Book Excerpt

Past Imperfect
by Nora Peterson

 

Chapter One

Sunday, December 18

 A superstitious person might have taken the day’s events as a bad omen. I don’t have a superstitious bone in my body. Neither did I have a warm one, as I hurried toward the queue of taxicabs spewing steamy exhaust at the curb.

Flying off to Boston one week before Christmas had been an impulsive decision. It was also exactly the kind of thing that my mother claimed I did just to drive her nuts—a fact that might go a long way toward explaining why I still refused to admit, even to myself, that it had not been one of my more brilliant ideas.

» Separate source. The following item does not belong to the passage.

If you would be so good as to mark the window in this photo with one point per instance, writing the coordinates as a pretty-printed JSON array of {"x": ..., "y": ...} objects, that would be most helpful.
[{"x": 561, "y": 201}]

If I intended to be home for Christmas—which I did—I had exactly seven days to untangle the web of lies that had been Angie Drummond’s life. I had just wasted the first two hours of them shuffling from one customer service desk to another in a futile search for my missing luggage. Meanwhile, the winter storm that had settled over the eastern half of the continent had descended on the city, burying it under a thick blanket of snow.

I slipped into the backseat of the first open door and quickly compared the identification photo on the dashboard with the face checking me out in the rear view mirror. Convinced that cabbie Bob Langley was in fact behind the wheel and not hog-tied in the trunk, I offered him the name of my hotel. The precaution didn’t go unnoticed.

As the cab eased from the curb, the driver voiced his approval. “That’s a smart move, you know. I bet ninety-percent of my fares don’t pay attention to who’s doing the driving.”

“The other ninety-percent don’t have a mother like mine,” I replied. Crediting Mom for the handful of phobias I’d developed in recent years wasn’t entirely accurate, but it was less complicated. “Can you pump a little more heat back here? A polar bear could freeze to death at these temperatures.”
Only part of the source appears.